The basic premise of the website involved posting booking photographs and arrest details from different department websites online. If individuals wanted their pictures “unpublished” so they could avoid the stigma and discrimination that accompanies a criminal history (images were shared even when the charges in question were dismissed or mistaken), they were directed to another website where they had to pay a fee. These fees allegedly ran from $399 to remove one mugshot to up to $15,000 for a profile. For three years, the site had apparently extorted more then 2 million dollars from 5,703 people.

The sites are still operational, with their disturbing FAQs and an awful “Testimony” section.

The practice is nothing short of exploitative, and the stories from individuals struggling to find jobs because they were busted with less than a gram of weed at 18, or who were wrongly convicted of a crime is nothing short of tragic.
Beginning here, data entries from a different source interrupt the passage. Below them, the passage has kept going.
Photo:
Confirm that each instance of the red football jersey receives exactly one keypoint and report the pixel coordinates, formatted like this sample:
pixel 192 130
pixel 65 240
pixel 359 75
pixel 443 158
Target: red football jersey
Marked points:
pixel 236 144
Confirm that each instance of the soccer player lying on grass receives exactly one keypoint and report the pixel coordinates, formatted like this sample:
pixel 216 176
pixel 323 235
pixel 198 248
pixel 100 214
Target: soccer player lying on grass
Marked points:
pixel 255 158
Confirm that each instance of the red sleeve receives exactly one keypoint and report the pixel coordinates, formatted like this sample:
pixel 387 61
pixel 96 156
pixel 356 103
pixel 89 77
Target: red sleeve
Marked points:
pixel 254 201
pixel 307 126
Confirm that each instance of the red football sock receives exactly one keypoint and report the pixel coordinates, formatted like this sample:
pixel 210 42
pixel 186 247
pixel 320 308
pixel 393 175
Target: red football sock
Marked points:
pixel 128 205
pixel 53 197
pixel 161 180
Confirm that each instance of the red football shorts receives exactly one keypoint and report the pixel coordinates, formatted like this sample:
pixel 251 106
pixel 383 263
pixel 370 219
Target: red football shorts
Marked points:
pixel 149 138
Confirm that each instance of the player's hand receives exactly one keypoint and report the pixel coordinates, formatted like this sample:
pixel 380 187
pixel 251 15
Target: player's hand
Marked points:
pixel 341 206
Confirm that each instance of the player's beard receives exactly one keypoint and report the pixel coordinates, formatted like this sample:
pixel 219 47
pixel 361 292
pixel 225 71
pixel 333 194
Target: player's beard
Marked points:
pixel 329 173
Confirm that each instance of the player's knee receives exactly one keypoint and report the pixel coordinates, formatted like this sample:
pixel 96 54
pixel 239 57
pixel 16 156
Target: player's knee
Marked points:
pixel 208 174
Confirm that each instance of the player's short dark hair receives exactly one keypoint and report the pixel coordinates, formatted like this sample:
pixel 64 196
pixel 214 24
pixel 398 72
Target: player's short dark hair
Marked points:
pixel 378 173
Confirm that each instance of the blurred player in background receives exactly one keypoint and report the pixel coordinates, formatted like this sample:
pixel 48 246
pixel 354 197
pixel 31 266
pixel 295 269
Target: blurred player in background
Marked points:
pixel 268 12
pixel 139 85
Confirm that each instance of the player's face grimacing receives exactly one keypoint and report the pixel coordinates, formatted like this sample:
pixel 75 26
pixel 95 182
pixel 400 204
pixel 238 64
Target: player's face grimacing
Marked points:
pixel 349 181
The four operators, Thomas Keesee, Sahar Sarid, Kishore Vidya Bhanvnanie, and David Usdan, were arrested “on charges of extortion, money laundering, and identity theft.” Keesee and Sarid’s mugshots are now being shared on the internet.

California Attorney General Xavier Becerra said, “This pay-for-removal scheme attempts to profit off of someone else’s humiliation…Those who can’t afford to pay into this scheme to have their information removed pay the price when they look for a job, housing, or try to build relationships with others. This is exploitation, plain and simple.”